The move leverages the MCU and analog businesses Spansion acquired from Fujitsu last summer, combining them with the company’s own flash memory technology. Spansion is adding the new Traveo family MCUs to its existing microcontroller product lines that include Fujitsu’s proprietary MCUs and ARM Cortex-R4-based MCUs.
Saied Tehrani, Spansion’s senior vice president and chief technology officer, said in an interview with EE Times, “I believe we’re the first company to use ARM’s Cortex-R5 in automotive MCUs.” The higher performance of the Cortex-R5 core, its speed in particular, will be a real advantage for the company’s new automotive MCUs, said Tehrani.
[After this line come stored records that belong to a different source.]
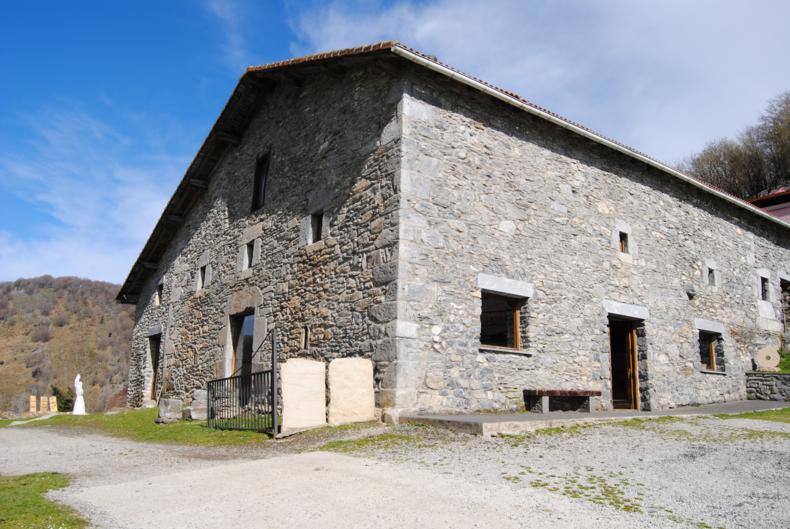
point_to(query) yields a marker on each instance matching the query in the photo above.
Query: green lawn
(23, 505)
(782, 415)
(138, 425)
(784, 360)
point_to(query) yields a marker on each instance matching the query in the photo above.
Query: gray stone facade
(334, 147)
(434, 192)
(768, 386)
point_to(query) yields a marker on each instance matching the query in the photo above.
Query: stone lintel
(154, 330)
(505, 286)
(624, 309)
(702, 324)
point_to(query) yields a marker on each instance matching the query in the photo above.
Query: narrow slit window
(623, 242)
(500, 321)
(261, 180)
(711, 351)
(158, 294)
(764, 289)
(316, 226)
(202, 277)
(248, 253)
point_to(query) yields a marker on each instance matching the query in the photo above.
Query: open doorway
(785, 288)
(154, 346)
(624, 363)
(242, 332)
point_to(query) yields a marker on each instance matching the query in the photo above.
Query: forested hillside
(755, 163)
(53, 328)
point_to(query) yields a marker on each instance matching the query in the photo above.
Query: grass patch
(610, 489)
(374, 442)
(782, 415)
(643, 423)
(25, 507)
(138, 425)
(784, 360)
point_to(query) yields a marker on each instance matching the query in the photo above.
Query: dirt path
(120, 484)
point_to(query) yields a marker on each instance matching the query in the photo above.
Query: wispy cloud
(665, 77)
(231, 15)
(101, 189)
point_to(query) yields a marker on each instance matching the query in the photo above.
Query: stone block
(199, 397)
(351, 395)
(303, 384)
(169, 411)
(194, 413)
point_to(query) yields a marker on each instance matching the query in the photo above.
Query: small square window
(158, 294)
(316, 226)
(249, 250)
(202, 277)
(623, 242)
(711, 351)
(764, 289)
(500, 321)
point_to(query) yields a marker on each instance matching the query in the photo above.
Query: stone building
(376, 203)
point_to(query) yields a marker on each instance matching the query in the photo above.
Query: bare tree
(755, 163)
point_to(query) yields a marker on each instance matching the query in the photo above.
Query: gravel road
(684, 473)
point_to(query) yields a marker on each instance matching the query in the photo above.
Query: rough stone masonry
(433, 193)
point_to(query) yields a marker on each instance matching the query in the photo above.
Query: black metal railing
(241, 402)
(246, 401)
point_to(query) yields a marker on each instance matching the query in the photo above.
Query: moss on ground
(138, 425)
(611, 488)
(375, 442)
(782, 415)
(24, 506)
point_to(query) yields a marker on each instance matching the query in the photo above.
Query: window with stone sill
(711, 351)
(261, 180)
(623, 240)
(201, 277)
(249, 248)
(765, 294)
(503, 321)
(316, 226)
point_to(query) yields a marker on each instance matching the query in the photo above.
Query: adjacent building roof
(776, 204)
(258, 81)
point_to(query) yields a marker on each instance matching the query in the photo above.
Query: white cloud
(230, 14)
(100, 189)
(665, 77)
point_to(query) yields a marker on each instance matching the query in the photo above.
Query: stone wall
(334, 143)
(768, 386)
(489, 189)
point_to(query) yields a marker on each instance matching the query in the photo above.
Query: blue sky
(103, 104)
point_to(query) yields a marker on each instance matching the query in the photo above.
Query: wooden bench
(537, 400)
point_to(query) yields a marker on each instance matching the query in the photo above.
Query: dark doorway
(242, 331)
(154, 346)
(624, 364)
(785, 287)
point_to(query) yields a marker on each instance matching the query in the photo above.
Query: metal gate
(247, 401)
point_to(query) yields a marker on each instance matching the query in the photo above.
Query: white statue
(79, 400)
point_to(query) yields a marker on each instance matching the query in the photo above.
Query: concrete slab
(490, 424)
Further, the Cortex-R5 processor’s dual core configurations, which allow lock-step redundant core for safety critical applications, are also effective for the two cores “to monitor each other,” Tehrani added.
According to IHS, a market research company, Spansion entered the top 20 rankings for automotive MCUs in 2013 in seventh place.
Spansion still remains a niche player in the overall automotive MCU market, since the company participates only in certain segments. However, the Spansion CTO emphasized that his company’s products are “well represented” -- sometimes with a 35 to 45 percent share -- in specific automotive segments such as cluster/dashboard, HVAC, and body electronics.
Twin-motor controller for HEV and EV
Spansion, throughout this year, plans to launch different members of the Traveo family -- each dedicated to a specific segment of the automotive applications. The MCUs include twin motors, body electronics, and cluster.
Spansion today rolls out its first Traveo MCU, called MB9D560, designed as a twin-motor controller for hybrid vehicles (HEV) and electrical vehicles (EV).
It will be first deployed in a 2015 model car by a Japanese automaker. Tehrani, who declined to name names, said the Japanese company will launch within the next few months a car with Spansion’s twin-motor controller.
How Spansion's Traveo Family of Automotive MCUs will be used in a car
Click here for larger image
In the MCU’s dual structure, one core looks after the motor of a car while another monitors the generator. Integrated on the MB9D560 MCU are resolver sensors for motor control and unique hardware IP for motor control operations, according to the company. The sensors, while the car is driving, identify the exact position of the motor, and feed it back to the MCU. That information, in return, helps coordinate the power provided by the generator.